Using the IRs and RRs as the expected outcome, the sample sizes are certainly much smaller than the SUMMIT trial (16,000 patients) and the completed TIOSPIR® (17,135 patients) study, in which all-cause mortality was the primary endpoint. As the number of medications approved for the treatment of COPD and the benefits that are reported to support their routine use increase, ethical reasons will preclude the completion of long-term trials with a placebo-control arm. Thus, comparison trials may prove to be the way of the future, and the larger signals from composite endpoints a potentially useful tool to evaluate the results of those trials.
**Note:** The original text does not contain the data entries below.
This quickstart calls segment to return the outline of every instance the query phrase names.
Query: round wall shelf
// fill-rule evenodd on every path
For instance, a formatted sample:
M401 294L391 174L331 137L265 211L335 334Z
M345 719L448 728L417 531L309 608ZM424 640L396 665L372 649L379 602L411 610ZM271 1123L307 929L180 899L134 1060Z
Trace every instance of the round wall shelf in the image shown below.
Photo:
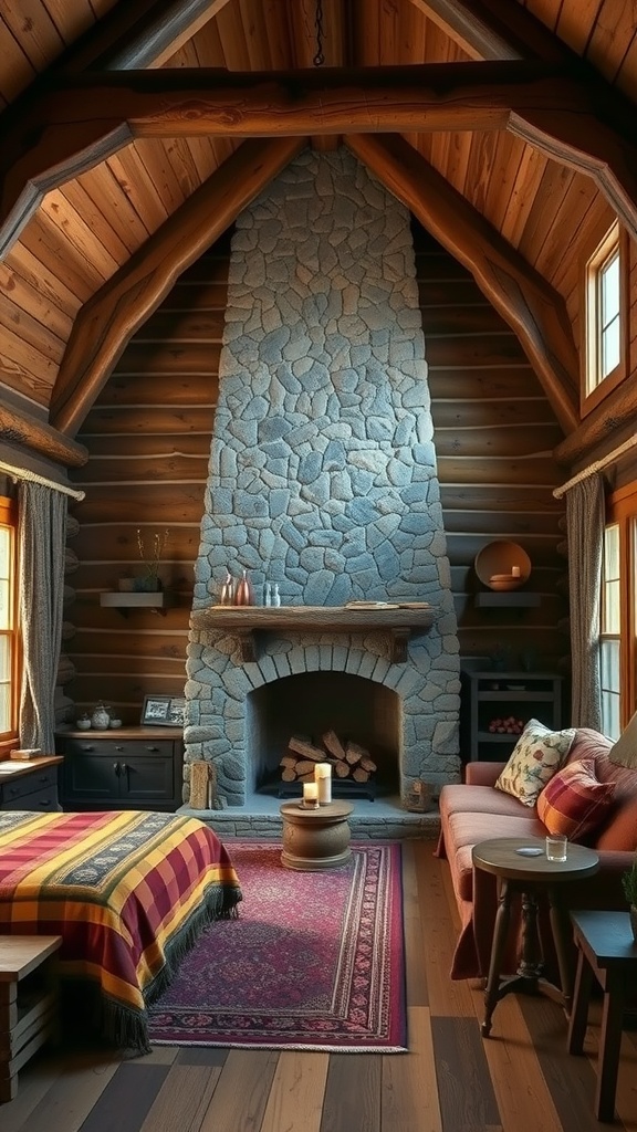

We recognize limitations to this study. First, it is a retrospective analysis of data collected for a study in which the primary endpoint was rate of decline of lung function, and the composite endpoint could only be derived from endpoints reported in the study. However, mortality (carefully reviewed by a clinical endpoint committee) was a predetermined endpoint of the study. In addition, respiratory failure and severe exacerbation used in this report were collected as adverse events and the cause for discontinuation of the study carefully recorded. Indeed, we believe careful accounting for the differential dropout from clinical trials represents the strength of this analysis because those patients who discontinue the trial prematurely due to worsening disease [20] are characterized by worse patient-related outcomes. Furthermore, patients dropping out from the placebo group have worse patient-related outcomes than those dropping out from the active treatment group. Second, the elements used to define CERO were chosen after the study was completed. However, these were selected because of their clinical validity, careful recording, and value as reflecting the impact of COPD on the patients themselves. Third, the analysis was an on-treatment analysis based on data collected during the treatment period. The intent-to-treat analysis was not feasible because two components of the CERO, severe respiratory failure and severe exacerbation, were not collected after treatment discontinuation. This likely caused an unfavorable bias against tiotropium because more patients discontinued from placebo than from tiotropium; thus, more events in the placebo arm may otherwise have been recorded had the discontinued patients been followed up. Nevertheless, the exposure was adjusted in the calculation of IR and RR in an attempt to address such bias. If the composite endpoint is used as the primary endpoint in a future study, we recommend that all components are followed up after treatment discontinuation in a true intent-to-treat analysis.

Conclusions

This study shows that a composite endpoint incorporating infrequent serious or significant COPD-related safety outcomes could be useful in clinical trials. This clinically meaningful approach may help in the design of studies incorporating safety with a feasible sample size; however, further validation of the composite endpoint will be required. In the UPLIFT® trial, the IRs of CERO events were significantly reduced in patients receiving tiotropium.

Ethics approval and consent to participate

The trial was performed in accordance with the provisions of the Declaration of Helsinki, and the study protocol and procedures were approved by relevant ethics committees at each center. All the patients provided written informed consent.